Artist's impression of PSR J0337+1715. NRAO/AUI/NSF; S. Dagnello

One of the principles of gravity that has remained unchanged since the beginning of modern science is that two objects dropped at the same time from the same height will reach the ground together, even if they have different masses. Galileo allegedly demonstrated it by dropping two different cannonballs from the Tower of Pisa. Astronaut David Scott did it on the Moon using a hammer and a feather. Now researchers have used two white dwarfs and a neutron star. Their results are published in Nature.

The system in question is PSR J0337+1715. It is located 4,200 light-years away and is composed of a neutron star orbited by a white dwarf every 1.6 days. The pair is orbited by a second white dwarf that goes around them every 327 days. The neutron star emits pulses 366 times per second, making it an ideal clock for astronomers.

“We can account for every single pulse of the neutron star since we began our observations,” lead author Dr Anne Archibald, from the University of Amsterdam and the Netherlands Institute for Radio Astronomy, said in a statement. “We can tell its location to within a few hundred meters. That is a really precise track of where the neutron star has been and where it is going.”

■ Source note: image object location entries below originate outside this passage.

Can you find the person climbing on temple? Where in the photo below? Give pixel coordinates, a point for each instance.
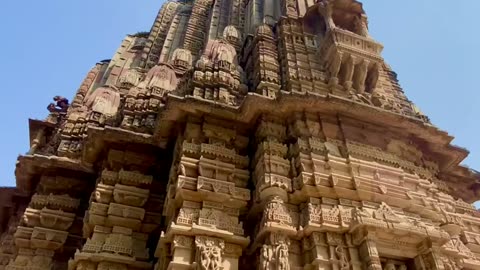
(62, 103)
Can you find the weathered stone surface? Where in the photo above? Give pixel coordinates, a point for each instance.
(237, 134)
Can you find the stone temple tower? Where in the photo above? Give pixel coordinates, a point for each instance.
(242, 134)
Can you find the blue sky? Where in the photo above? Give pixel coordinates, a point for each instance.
(49, 46)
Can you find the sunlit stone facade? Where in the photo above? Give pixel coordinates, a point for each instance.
(242, 134)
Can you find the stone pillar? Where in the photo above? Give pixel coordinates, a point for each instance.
(115, 224)
(332, 251)
(360, 76)
(349, 68)
(369, 255)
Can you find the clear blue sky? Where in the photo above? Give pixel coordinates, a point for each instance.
(48, 46)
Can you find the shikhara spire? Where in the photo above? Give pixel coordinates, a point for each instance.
(242, 134)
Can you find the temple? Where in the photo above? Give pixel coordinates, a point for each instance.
(242, 134)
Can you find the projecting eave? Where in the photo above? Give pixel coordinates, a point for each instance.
(30, 167)
(433, 140)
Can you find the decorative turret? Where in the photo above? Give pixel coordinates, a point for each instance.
(351, 57)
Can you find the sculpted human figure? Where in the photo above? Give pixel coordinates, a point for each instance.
(390, 266)
(342, 257)
(216, 260)
(361, 25)
(283, 257)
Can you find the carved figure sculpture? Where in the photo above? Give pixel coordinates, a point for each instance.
(390, 266)
(282, 257)
(61, 102)
(361, 25)
(342, 258)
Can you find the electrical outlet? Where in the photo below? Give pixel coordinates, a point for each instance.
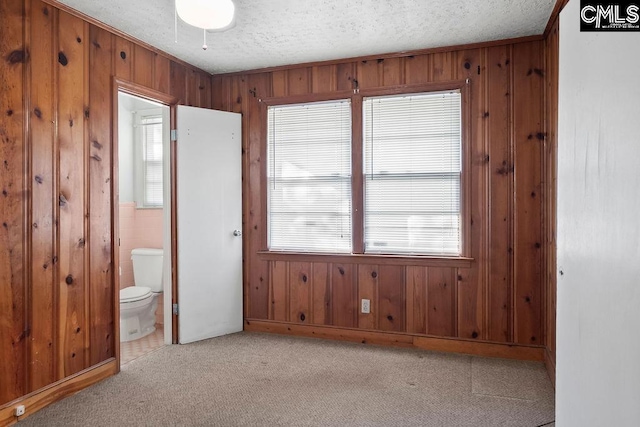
(365, 306)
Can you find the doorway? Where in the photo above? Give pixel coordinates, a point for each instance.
(142, 219)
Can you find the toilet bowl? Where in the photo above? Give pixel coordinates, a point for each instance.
(138, 303)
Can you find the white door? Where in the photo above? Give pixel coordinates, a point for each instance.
(209, 220)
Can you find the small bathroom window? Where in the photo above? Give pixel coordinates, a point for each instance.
(149, 154)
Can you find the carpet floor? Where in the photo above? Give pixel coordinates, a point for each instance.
(252, 379)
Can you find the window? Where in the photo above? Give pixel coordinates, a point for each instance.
(412, 173)
(151, 162)
(406, 195)
(309, 177)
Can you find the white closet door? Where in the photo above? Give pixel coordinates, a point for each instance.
(209, 221)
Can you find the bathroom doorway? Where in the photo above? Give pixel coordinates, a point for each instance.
(142, 219)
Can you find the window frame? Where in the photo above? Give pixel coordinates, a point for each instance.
(357, 174)
(140, 180)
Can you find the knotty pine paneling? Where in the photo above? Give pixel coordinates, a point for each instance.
(550, 186)
(56, 240)
(528, 144)
(42, 213)
(497, 113)
(472, 282)
(99, 181)
(485, 302)
(73, 169)
(15, 234)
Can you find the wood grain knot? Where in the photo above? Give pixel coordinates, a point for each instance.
(17, 57)
(62, 59)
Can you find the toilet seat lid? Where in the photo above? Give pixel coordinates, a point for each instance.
(134, 293)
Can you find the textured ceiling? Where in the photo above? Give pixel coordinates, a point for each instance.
(279, 32)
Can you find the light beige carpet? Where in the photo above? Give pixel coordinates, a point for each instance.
(251, 379)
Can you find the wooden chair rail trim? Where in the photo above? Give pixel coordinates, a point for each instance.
(397, 339)
(37, 400)
(426, 261)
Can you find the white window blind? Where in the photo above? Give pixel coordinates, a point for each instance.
(412, 168)
(309, 177)
(152, 148)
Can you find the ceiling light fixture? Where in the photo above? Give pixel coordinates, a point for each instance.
(205, 14)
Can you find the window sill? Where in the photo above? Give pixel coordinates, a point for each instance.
(418, 260)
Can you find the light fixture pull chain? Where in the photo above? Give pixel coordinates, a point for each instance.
(175, 22)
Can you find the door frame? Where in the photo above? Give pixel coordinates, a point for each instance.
(120, 85)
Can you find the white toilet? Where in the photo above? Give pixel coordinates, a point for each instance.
(138, 303)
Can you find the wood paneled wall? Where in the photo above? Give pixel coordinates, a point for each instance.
(56, 239)
(499, 297)
(552, 48)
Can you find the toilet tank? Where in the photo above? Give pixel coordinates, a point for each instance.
(147, 268)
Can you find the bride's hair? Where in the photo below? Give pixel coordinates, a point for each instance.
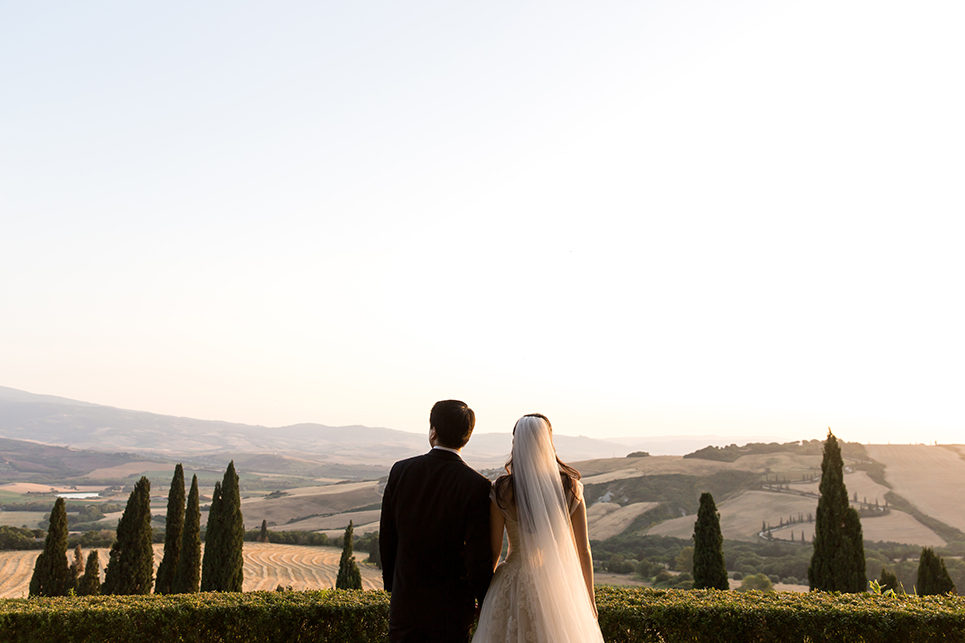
(504, 483)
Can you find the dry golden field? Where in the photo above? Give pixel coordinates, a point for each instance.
(266, 567)
(856, 482)
(741, 517)
(606, 520)
(930, 477)
(303, 502)
(896, 526)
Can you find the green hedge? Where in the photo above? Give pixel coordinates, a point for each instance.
(626, 615)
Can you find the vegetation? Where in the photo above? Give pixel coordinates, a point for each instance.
(933, 577)
(173, 526)
(888, 580)
(51, 575)
(90, 583)
(349, 576)
(709, 570)
(756, 582)
(187, 575)
(222, 565)
(627, 615)
(838, 562)
(131, 564)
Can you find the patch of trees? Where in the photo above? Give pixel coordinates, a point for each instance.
(130, 563)
(731, 452)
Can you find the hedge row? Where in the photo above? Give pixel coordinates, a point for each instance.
(626, 615)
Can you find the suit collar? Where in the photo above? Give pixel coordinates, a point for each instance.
(446, 455)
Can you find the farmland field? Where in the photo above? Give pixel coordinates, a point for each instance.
(266, 567)
(930, 477)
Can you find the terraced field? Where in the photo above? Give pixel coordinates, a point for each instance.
(266, 567)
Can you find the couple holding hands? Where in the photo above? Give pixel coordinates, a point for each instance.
(441, 535)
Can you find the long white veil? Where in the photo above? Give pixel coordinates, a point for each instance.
(548, 548)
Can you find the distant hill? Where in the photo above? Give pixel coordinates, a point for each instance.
(82, 425)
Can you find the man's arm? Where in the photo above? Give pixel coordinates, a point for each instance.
(478, 542)
(388, 536)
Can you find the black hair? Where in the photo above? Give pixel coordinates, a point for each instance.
(453, 421)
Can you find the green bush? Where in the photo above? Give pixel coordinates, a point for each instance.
(627, 615)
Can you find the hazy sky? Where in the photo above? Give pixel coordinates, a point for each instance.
(647, 218)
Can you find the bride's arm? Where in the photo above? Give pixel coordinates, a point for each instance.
(496, 521)
(582, 539)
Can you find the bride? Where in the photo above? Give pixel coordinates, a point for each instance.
(543, 591)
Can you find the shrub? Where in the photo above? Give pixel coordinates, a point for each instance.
(627, 615)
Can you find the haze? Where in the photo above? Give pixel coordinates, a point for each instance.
(638, 218)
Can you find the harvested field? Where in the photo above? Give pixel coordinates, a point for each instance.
(127, 469)
(857, 482)
(615, 522)
(930, 477)
(896, 526)
(20, 518)
(652, 465)
(306, 502)
(358, 529)
(741, 517)
(337, 521)
(33, 487)
(266, 567)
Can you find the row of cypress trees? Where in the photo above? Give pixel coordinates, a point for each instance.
(131, 560)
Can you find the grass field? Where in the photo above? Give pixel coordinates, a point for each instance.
(741, 517)
(930, 477)
(896, 526)
(266, 567)
(605, 525)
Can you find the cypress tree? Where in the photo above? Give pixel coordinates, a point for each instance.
(187, 575)
(233, 533)
(76, 566)
(130, 566)
(837, 563)
(349, 576)
(210, 563)
(933, 578)
(51, 575)
(173, 526)
(709, 569)
(90, 583)
(222, 569)
(888, 580)
(375, 556)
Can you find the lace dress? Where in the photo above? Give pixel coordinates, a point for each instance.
(511, 611)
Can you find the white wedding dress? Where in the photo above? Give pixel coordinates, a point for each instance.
(538, 593)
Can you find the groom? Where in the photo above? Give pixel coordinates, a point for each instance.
(434, 535)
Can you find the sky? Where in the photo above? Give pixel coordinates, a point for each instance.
(639, 218)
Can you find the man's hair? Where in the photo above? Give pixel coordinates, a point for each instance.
(453, 421)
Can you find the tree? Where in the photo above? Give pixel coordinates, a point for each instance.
(130, 566)
(349, 576)
(222, 567)
(709, 569)
(375, 555)
(173, 526)
(889, 580)
(933, 578)
(759, 582)
(212, 549)
(90, 583)
(76, 566)
(51, 575)
(187, 575)
(837, 563)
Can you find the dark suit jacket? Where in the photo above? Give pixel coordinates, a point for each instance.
(434, 541)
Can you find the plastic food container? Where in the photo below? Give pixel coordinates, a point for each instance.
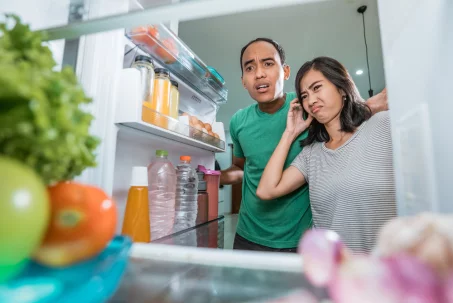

PSR J0337+1715 is a perfect testbed for Einstein’s general relativity. According to the theory, extremely massive and dense objects like a neutron star should “fall” just like less massive objects, in this case the white dwarfs. But alternatives to Einstein’s theory of relativity suggest a different scenario: heavier objects behave differently than lighter ones.

These observations show that your mass doesn’t matter. Gravity always works the same way, at least to three parts in a million. This result is 10 times more precise than the previous test of the theory. The principle tested here is called the Strong Equivalence Principle.

The precise observations were possible thanks to the Green Bank Telescope (GBT) in Virginia. With this powerful instrument, the researchers were able to conduct the meticulous calculation needed to get this result.  

“As one of the most sensitive radio telescopes in the world, the GBT is primed to pick up these faint pulses of radio waves to study extreme physics,” co-author Dr Ryan Lynch from the GBT added. “This is a unique star system. We don’t know of any others quite like it. That makes it a one-of-a-kind laboratory for putting Einstein’s theories to the test.”

The team will look for similar or more extreme systems to continue to test general relativity to its limits.